例えば、ネットや不登校イベントなどで、同じような境遇の友達ができて元気になってきた、という話はよく聞きます。きっと、それは、自分の中の「ふつう」が広がって、自分だけではない、と思えることで、不安が和らいだのだと思います。そして、それが、もっと広がることがわかったら、色々と選択肢を作ることができるようになります。
そんなとき、私が大切にしている視点は、子どもが好きなことに正直でいられるか、ということです。私自身も、今でこそフリースクールをやっていますが、子どもの頃は先生になることが夢でした。でも、学校の先生にとどまらず、子どもとじっくり向き合うという、自分の好きなことを少しずつ形にしていったら、フリースクールになったのです。

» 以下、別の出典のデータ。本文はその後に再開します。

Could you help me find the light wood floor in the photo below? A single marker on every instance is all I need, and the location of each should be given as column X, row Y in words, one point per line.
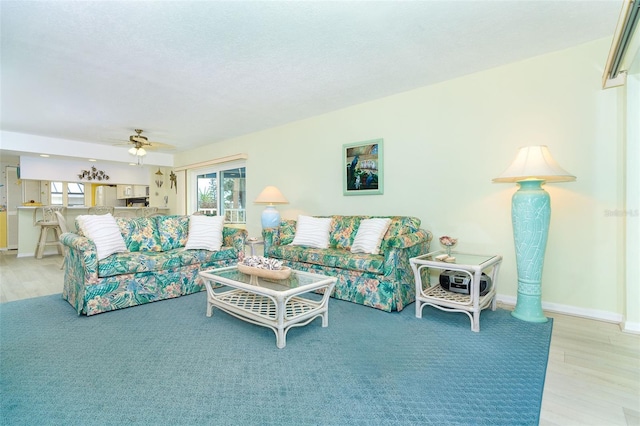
column 593, row 376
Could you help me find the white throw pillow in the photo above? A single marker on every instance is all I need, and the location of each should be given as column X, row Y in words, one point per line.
column 312, row 232
column 369, row 236
column 104, row 232
column 205, row 232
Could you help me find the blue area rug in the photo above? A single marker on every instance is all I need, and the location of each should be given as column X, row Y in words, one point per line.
column 167, row 363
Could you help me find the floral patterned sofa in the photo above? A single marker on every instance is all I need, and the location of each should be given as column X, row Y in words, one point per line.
column 155, row 267
column 384, row 281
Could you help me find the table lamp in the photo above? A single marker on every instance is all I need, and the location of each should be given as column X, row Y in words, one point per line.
column 270, row 196
column 530, row 214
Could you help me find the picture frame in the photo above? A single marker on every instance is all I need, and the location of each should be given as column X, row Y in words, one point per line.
column 362, row 165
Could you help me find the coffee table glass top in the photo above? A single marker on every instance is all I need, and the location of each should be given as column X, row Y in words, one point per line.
column 296, row 279
column 461, row 258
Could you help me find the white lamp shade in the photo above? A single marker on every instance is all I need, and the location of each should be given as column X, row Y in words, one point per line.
column 535, row 162
column 271, row 195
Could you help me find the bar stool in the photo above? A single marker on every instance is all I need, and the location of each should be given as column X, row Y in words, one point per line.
column 63, row 228
column 48, row 222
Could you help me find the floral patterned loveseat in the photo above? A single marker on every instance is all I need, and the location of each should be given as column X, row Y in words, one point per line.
column 155, row 267
column 384, row 281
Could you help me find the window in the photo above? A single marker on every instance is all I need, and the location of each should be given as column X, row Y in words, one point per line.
column 67, row 193
column 221, row 190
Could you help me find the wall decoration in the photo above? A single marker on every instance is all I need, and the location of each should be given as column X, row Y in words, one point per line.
column 93, row 174
column 362, row 165
column 159, row 178
column 174, row 180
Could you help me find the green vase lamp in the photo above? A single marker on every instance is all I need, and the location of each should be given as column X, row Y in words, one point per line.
column 270, row 196
column 530, row 215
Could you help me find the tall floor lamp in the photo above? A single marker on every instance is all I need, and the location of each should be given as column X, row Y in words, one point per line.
column 530, row 214
column 270, row 196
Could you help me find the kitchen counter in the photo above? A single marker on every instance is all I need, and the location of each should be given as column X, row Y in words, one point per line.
column 28, row 233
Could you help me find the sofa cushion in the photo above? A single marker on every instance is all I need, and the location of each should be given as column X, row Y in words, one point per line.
column 139, row 233
column 402, row 225
column 315, row 256
column 312, row 232
column 343, row 231
column 205, row 257
column 369, row 235
column 104, row 232
column 361, row 262
column 205, row 232
column 333, row 258
column 140, row 261
column 173, row 231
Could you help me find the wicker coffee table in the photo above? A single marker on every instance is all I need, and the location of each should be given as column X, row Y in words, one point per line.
column 276, row 304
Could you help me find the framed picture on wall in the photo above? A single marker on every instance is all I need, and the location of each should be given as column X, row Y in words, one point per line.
column 362, row 165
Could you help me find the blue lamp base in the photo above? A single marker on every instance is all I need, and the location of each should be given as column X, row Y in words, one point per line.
column 270, row 217
column 530, row 213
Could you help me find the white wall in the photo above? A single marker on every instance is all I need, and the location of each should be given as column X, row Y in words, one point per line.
column 444, row 143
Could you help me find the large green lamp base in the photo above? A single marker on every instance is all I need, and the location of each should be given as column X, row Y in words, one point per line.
column 530, row 213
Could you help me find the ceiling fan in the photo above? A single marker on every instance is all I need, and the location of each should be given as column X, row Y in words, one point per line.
column 141, row 144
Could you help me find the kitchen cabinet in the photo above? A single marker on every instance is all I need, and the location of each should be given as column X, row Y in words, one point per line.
column 140, row 191
column 132, row 191
column 124, row 191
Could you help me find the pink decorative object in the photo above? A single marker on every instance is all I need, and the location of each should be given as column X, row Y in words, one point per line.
column 448, row 243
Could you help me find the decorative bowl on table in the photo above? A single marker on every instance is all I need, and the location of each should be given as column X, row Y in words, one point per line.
column 258, row 266
column 448, row 243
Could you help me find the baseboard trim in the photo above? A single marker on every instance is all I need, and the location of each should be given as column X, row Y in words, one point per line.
column 631, row 327
column 569, row 310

最近、ある学生がフリースクールで働きたいと話してくれました。それを聞いて、私はすごく面白く感じました。自分が子どもの頃にはフリースクールはなく、そこで働くということは考えようもなかったのですが、いつの間にかそれはみんなの「ふつう」になったようです。
同じように、子どもが大人になる時には、どんな未来があるのかわかりません。そこで大事なことは、自分の好きと強みを自覚できているかどうかだと思います。文科省も、不登校支援として、社会的自立ということを強く打ち出していますが、それは社会の中で自分がどう生きるかということではないでしょうか。
その一歩として、子どもの「ふつう」がもっと広がってほしいな、と思います。